Richard Peter doesn’t remember his accident, but he’s read the court cases and shared his experience with rooms of schoolkids so many times that he more or less has the details down.
“I wanted to go play and have fun with all my friends, so I tried to run and catch up to the school bus. But the bus driver didn’t see me behind him, and he backed up right over me,” says Richard, 41, who grew up in a Cowichan reserve near the island town of Duncan. “The only reason I lived was that I fell into a puddle—he ran right over my chest.”
As with any spinal cord injury, the injury didn’t just happen to Richard—it happened to his whole community. And, if the accident itself doesn’t stick out in Richard’s mind, the support he received afterwards does. Workers from Spinal Cord Injury BC (formerly the BC Paraplegic Association) visited the small boy in rehabilitation and later at his Duncan home, and helped his parents adapt to caring for a child in a wheelchair.
“A spinal cord injury doesn’t happen to one person—it happens to their whole community.”
His siblings, cousins, and friends continued to challenge Richard in a variety of sports. And, slowly, the small town of Duncan adjusted too, taking note of how inaccessible most public buildings were and even arranging for a wheelchair basketball demo team to play at Richard’s high school.
“A BCPA [ Spinal Cord Injury BC] worker got me one of my first sports chairs,” Richard says. “The first time I played wheelchair basketball, I didn’t even know that there was a Paralympics—I just enjoyed playing sports.”

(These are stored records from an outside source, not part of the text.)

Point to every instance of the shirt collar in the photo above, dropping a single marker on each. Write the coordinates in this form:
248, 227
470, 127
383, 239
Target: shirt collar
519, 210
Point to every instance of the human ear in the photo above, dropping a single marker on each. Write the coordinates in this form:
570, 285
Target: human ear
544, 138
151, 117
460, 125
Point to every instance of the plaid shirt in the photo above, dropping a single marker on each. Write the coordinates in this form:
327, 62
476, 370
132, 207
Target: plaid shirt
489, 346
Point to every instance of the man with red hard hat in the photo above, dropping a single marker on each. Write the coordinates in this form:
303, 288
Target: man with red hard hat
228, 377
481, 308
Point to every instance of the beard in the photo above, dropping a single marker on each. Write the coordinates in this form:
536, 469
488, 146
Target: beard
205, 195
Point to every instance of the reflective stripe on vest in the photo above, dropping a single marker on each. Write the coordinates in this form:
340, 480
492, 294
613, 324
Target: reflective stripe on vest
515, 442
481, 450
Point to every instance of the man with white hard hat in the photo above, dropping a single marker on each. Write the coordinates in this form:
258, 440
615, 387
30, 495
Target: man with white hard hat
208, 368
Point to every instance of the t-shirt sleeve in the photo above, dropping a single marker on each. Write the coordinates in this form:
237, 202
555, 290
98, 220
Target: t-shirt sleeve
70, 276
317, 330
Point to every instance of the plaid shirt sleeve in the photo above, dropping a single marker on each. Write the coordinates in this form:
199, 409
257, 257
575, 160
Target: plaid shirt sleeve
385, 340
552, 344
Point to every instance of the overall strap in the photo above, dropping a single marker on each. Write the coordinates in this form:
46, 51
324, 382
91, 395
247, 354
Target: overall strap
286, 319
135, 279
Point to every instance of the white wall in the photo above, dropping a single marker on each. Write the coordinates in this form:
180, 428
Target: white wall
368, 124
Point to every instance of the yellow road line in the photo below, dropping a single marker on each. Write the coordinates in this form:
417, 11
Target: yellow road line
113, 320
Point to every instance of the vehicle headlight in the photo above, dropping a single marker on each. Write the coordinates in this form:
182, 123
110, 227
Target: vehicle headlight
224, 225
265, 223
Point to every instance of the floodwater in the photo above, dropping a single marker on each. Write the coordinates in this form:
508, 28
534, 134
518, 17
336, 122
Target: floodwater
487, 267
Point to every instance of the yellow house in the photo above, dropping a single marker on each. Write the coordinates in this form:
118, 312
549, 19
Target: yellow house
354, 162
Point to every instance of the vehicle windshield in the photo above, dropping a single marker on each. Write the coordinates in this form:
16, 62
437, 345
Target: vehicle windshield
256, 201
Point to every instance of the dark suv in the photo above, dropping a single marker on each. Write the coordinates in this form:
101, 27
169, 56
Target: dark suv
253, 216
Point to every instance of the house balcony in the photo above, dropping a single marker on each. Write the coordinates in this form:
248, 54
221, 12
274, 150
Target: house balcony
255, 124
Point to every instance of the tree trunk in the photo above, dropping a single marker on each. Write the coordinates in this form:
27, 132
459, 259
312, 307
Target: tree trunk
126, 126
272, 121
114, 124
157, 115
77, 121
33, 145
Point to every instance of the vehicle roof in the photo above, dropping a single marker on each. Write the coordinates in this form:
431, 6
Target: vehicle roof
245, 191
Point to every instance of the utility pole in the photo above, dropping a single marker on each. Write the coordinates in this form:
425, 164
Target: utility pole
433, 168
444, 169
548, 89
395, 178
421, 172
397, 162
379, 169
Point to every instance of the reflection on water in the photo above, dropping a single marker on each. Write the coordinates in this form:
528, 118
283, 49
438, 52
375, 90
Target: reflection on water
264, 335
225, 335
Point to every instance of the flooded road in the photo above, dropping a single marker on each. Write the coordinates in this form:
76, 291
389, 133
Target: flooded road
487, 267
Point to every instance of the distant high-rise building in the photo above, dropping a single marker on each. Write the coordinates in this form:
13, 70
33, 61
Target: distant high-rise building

When, as a teenager, he did finally try his hand at wheelchair sports, Richard, who was used to keeping up with his able-bodied cousins and friends, excelled. He drifted towards team sports, zeroed in on basketball, and soon found himself on the provincial, and then the national, team. “I liked participating in sports and travelling, and the big thing was that I was able to travel off of the island,” says Richard who, on the court, picked up the nickname Bear. “Once I made the provincial team and national team, I started travelling all over the world.”